Richard Kenney works with the Pegasus Poetry Project in Port Townsend public schools.
And now, if for some reason you are reading this out loud, take a deep breath. Suhanthie Motha is co-organizer of the BIPOC Pre-College English Teachers’ Faculty Community of Practice and Care, a year-long professional development program for BIPOC teachers at colleges across WA state. Dr. Motha also gave a series of talks on antiracism in English Language teaching to English teachers at Seattle Central College, South Seattle College, and Highline Community College. Suhanthie Motha delivered the keynote address at the American Association of Applied Linguistics conference. Finally, along with Rae Paris, Motha is a co-organizer of the UW Abolition Institute.
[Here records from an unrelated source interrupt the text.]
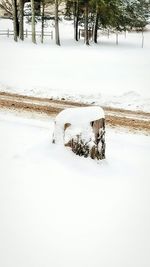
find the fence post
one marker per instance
(79, 34)
(116, 38)
(142, 39)
(125, 33)
(108, 33)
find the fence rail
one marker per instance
(26, 33)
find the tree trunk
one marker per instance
(95, 27)
(76, 19)
(33, 21)
(57, 39)
(42, 29)
(14, 2)
(86, 23)
(21, 26)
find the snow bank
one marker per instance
(78, 120)
(57, 209)
(105, 74)
(80, 116)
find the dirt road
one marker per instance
(133, 120)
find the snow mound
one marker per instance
(80, 116)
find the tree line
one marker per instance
(91, 15)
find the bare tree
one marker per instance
(14, 6)
(21, 19)
(6, 5)
(33, 21)
(86, 22)
(76, 19)
(57, 38)
(43, 14)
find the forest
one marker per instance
(91, 15)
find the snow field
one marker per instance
(105, 73)
(57, 209)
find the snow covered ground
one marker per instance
(57, 209)
(105, 73)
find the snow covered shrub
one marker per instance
(83, 130)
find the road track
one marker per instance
(133, 120)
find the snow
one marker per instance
(105, 74)
(77, 116)
(58, 209)
(80, 119)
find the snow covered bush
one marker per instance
(83, 130)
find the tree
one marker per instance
(14, 7)
(33, 21)
(21, 19)
(57, 38)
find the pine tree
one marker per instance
(33, 21)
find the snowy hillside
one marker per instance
(57, 209)
(105, 73)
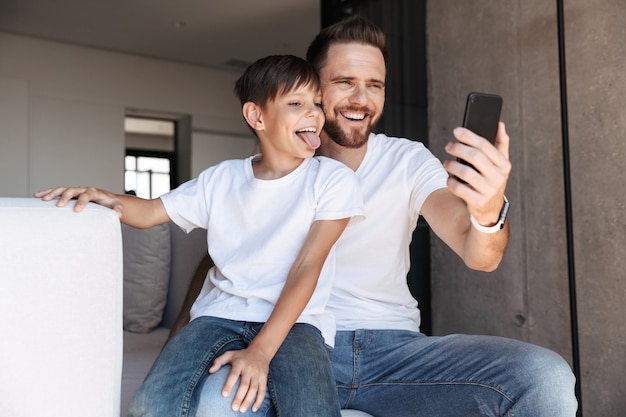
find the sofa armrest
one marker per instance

Michelle Liu also continues her involvement with Reflection Point (formerly Books@Work), an organization that uses shared stories and deep dialogue to help teams and organizations become more inclusive, innovative, and collaborative.
Shawn Wong continues his long-standing involvement in the Red Badge Project, an organization that uses the creative process of storytelling that helped veterans begin to rebuild their individual sense of purpose and individuality.
English Matters has curated a short list of public-facing essays from our abundant pool of faculty articles. These essays are posted not just to recognize their authors, but also so that our alumni and wider community might read and enjoy them.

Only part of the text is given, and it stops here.